OVER the quarantine, several local film outfits like TBA Studios and Cinema One have generously uploaded full versions of their films on YouTube — and yes, they are absolutely free to watch!
A lot of these films are not the commercial blockbusters top-billed by mainstream actors that we’re used to seeing. These are small-budget, independent masterpieces that don’t often get wide releases or, at least, not an extended one. Having them available on a platform like YouTube gives these the audience they deserve, which is why we should watch these underrated gems while we still can.
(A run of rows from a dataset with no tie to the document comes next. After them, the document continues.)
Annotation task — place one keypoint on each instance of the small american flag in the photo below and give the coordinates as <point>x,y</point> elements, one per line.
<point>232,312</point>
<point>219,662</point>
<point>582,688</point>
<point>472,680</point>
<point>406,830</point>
Here are five proudly Filipino films you can watch on YouTube for free right now:
“Shift” | Director: Siege Ledesma
Marking singer Yeng Constantino’s film debut, “Shift” follows Constantino as Estela, a tomboy call center agent who develops feelings for her gay supervisor Trevor, played by Felix Roco. “Shift” was awarded Best Picture during the 9th Osaka Film Festival in 2014.
“Smaller and Smaller Circles” | Director: Raya Martin
Based on the 2002 novel of the same name by F. H. Batacan, the mystery drama follows two Jesuit priests who take justice into their own hands by investigating the mysterious deaths of young boys from the slums of Payatas, while navigating deep-seated corruption in the government, church and the rich.
“Neomanila” | Director: Mikhail Red
In this neo-noir thriller set in modern Manila, Eula Valdez plays Irma, a skilled hitwoman who takes in a young orphan named Toto under her wing and trains him to be an assassin after she rescues the child from being hunted down by mobsters and dirty cops.
“Bliss” | Director: Jerrold Tarog
Iza Calzado plays an ambitious actress who is left disabled after a freak accident. While recuperating under the care of her husband (played by TJ Trinidad) and a seemingly peculiar nurse, Jane starts to question her sanity as she encounters strange hallucinations and horrific visions in her own home.
“Blue Bustamante” | Director: Miko Livelo
Aspiring for greener pastures, George Bustamante (played by Joem Bascon) flies to 1990s Japan for a job as an engineer, but ends up becoming a stunt double for a children’s TV show called “Force Five.” Aside from being endearingly quirky and nostalgic, the movie also sheds light on the lives of overseas Filipino workers.